Gewerkschaftlicher Wahlkampf
Sozialpartner - so wie es die SDP zum Wohl der Nation fordert - sind die einen schon - eben durch das, was sie sind: Unternehmer. Die anderen beweisen seit geraumer Zeit sehr tatkräftig, daß sie als nationale Gewerkschaft ihren Beitrag zum Staatsprogramm leisten will. Wie ein Auszug aus dem Guiness Book of Records lesen sich die Meldungen im Wirtschaftsteil über die englische Ökonomie:
"Neuer Streik - Tiefstand innerhalb der letzten 12 Monate", "Arbeitslosigkeit auf Rekordhöhe bei verbesserter Durchschnittsproduktivität und steigenden Neuinvestitionen in der britischen Industrie", "größte Erfolge bei Eindämmung der Lohnkosten." (Neue Zürcher Zeitung)
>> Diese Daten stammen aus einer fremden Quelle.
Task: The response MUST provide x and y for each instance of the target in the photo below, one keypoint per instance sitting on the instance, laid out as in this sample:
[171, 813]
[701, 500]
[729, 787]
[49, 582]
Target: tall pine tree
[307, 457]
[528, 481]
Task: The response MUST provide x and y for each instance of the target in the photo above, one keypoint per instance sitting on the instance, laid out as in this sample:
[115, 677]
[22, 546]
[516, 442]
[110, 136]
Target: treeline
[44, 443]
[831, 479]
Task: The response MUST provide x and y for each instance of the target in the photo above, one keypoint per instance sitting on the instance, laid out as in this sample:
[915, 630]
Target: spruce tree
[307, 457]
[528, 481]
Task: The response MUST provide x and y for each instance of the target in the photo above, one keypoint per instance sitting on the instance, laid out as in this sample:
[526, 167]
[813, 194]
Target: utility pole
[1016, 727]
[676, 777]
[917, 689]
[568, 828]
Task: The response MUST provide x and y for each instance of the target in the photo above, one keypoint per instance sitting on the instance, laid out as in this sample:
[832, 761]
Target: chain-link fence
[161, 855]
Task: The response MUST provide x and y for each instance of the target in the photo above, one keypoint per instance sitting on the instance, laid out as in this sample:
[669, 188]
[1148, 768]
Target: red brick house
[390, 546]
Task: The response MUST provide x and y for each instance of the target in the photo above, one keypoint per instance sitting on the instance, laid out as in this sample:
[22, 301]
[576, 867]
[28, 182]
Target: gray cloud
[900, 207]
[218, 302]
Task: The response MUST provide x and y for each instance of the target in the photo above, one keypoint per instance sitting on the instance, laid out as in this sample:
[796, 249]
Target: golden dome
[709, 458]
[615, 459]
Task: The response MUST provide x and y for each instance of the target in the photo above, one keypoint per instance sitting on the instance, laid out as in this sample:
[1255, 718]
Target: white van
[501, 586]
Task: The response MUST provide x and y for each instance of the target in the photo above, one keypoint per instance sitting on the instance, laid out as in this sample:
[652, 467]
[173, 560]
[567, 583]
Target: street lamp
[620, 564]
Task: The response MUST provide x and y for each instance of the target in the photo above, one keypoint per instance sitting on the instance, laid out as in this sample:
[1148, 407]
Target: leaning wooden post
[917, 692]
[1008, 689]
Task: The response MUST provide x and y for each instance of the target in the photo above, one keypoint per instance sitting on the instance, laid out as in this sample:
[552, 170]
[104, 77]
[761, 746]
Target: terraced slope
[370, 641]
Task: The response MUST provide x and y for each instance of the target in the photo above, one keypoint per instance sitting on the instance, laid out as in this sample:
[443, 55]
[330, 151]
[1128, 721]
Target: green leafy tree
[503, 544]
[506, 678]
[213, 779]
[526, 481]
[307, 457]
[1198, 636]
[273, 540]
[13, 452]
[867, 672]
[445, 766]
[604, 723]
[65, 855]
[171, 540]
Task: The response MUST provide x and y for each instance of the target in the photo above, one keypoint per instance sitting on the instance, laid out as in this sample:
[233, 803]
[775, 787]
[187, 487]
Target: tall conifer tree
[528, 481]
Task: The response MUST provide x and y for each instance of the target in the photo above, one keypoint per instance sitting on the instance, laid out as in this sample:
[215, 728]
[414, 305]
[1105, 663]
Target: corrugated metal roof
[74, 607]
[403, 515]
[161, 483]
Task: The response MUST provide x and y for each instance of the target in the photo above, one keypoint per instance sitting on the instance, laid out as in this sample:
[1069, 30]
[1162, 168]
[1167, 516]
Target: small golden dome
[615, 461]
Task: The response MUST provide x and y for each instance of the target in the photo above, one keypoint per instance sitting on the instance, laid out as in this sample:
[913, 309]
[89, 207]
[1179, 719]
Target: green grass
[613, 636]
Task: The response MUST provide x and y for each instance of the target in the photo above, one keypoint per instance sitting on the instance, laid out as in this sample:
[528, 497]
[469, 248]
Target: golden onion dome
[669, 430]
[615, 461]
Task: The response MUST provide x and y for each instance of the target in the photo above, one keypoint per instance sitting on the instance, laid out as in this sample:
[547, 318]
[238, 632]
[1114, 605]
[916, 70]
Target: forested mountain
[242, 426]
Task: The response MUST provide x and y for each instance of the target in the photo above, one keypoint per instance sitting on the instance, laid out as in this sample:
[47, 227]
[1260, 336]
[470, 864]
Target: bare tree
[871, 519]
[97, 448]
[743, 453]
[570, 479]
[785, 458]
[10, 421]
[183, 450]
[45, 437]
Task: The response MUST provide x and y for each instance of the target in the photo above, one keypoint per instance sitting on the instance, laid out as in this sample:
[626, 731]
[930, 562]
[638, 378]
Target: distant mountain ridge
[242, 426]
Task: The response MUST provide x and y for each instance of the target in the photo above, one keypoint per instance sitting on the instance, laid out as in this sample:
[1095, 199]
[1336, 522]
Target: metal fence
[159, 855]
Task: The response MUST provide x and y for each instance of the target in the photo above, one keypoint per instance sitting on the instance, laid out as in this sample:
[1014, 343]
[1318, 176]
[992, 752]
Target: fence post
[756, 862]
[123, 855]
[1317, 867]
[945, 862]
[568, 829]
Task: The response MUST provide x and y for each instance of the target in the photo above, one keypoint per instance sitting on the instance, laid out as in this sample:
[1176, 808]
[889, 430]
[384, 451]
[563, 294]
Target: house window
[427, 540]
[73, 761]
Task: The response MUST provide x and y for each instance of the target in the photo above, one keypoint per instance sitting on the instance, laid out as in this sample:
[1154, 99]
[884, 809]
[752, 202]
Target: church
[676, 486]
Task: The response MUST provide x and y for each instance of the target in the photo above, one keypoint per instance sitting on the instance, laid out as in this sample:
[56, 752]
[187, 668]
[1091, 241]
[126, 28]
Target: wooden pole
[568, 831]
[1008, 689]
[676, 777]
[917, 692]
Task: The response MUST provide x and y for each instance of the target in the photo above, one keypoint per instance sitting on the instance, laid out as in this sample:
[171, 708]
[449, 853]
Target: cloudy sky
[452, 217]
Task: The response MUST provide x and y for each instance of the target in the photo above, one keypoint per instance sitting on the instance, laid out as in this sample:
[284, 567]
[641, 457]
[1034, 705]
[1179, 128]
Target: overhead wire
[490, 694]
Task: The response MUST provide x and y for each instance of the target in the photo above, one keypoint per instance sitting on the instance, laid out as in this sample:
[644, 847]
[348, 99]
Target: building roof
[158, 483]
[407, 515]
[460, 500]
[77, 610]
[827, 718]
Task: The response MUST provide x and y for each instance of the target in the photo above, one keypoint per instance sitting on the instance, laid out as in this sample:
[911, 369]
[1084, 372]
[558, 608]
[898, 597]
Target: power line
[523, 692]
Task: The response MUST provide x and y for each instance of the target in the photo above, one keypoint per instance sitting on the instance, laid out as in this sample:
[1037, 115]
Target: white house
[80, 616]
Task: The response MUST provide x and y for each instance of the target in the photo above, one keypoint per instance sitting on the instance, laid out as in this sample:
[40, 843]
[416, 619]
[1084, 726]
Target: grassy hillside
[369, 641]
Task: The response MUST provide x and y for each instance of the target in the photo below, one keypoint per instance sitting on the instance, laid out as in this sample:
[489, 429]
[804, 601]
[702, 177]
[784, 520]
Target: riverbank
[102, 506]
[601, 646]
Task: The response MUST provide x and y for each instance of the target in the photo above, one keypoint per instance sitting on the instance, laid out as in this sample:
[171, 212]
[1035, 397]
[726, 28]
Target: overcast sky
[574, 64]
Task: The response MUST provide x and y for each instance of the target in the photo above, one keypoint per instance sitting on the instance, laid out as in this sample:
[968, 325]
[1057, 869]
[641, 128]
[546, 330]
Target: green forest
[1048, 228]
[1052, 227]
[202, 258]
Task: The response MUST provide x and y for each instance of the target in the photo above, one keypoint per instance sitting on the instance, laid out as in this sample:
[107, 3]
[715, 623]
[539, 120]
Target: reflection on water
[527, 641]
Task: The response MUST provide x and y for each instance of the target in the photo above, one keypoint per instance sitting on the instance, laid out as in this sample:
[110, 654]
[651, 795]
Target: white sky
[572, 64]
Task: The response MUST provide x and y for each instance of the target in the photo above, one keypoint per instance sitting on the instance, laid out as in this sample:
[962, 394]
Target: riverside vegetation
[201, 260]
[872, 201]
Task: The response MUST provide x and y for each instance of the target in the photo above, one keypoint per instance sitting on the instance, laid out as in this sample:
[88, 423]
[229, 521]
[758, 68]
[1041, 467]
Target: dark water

Der Dachverband der englischen Gewerk schaften, TUC, samt seinen Einzelgewerkschaften hat andere Sorgen, als zur Abwemdung von Schaden seiner Mitglieder Streiks zu organisieren. Mit "Zurückhaltung", der Ideologie des "man wolle ja, aber könne leider nicht", werden die Anstrengungen der englischen Gewerkschaften verharmlost: Waren früher Streiks ein opportunes und von jeder Einzelgewerkschaft anerkanntes Mittel einer bornierten "Verteidigung der Rechte eines Berufstandes", so wird heute - angesichts ständiger Massenentlassungen (gegen die man nichts unternimmt), zunehmender Gewerkschaftsaustritte und damit verbundener Beitragsrückgänge - konsequent der Übergang zur Sorge um den Niedergang der eigenen Berufsorganisation gemacht. So beschimpft die National Union of Mineworkers die streikenden Train Drivers, daß ihre Arbeitsniederlegung - die außer drei mickrigen Lohnprozenten den Verzicht auf, ihre Hauptforderung nach Minderung des Schichtbetriebs erbrachte -
"ihre Mitglieder arbeitslos macht, weil die Kohle, die sie abbauen, nicht abtransportiert werden kann." (Guardian)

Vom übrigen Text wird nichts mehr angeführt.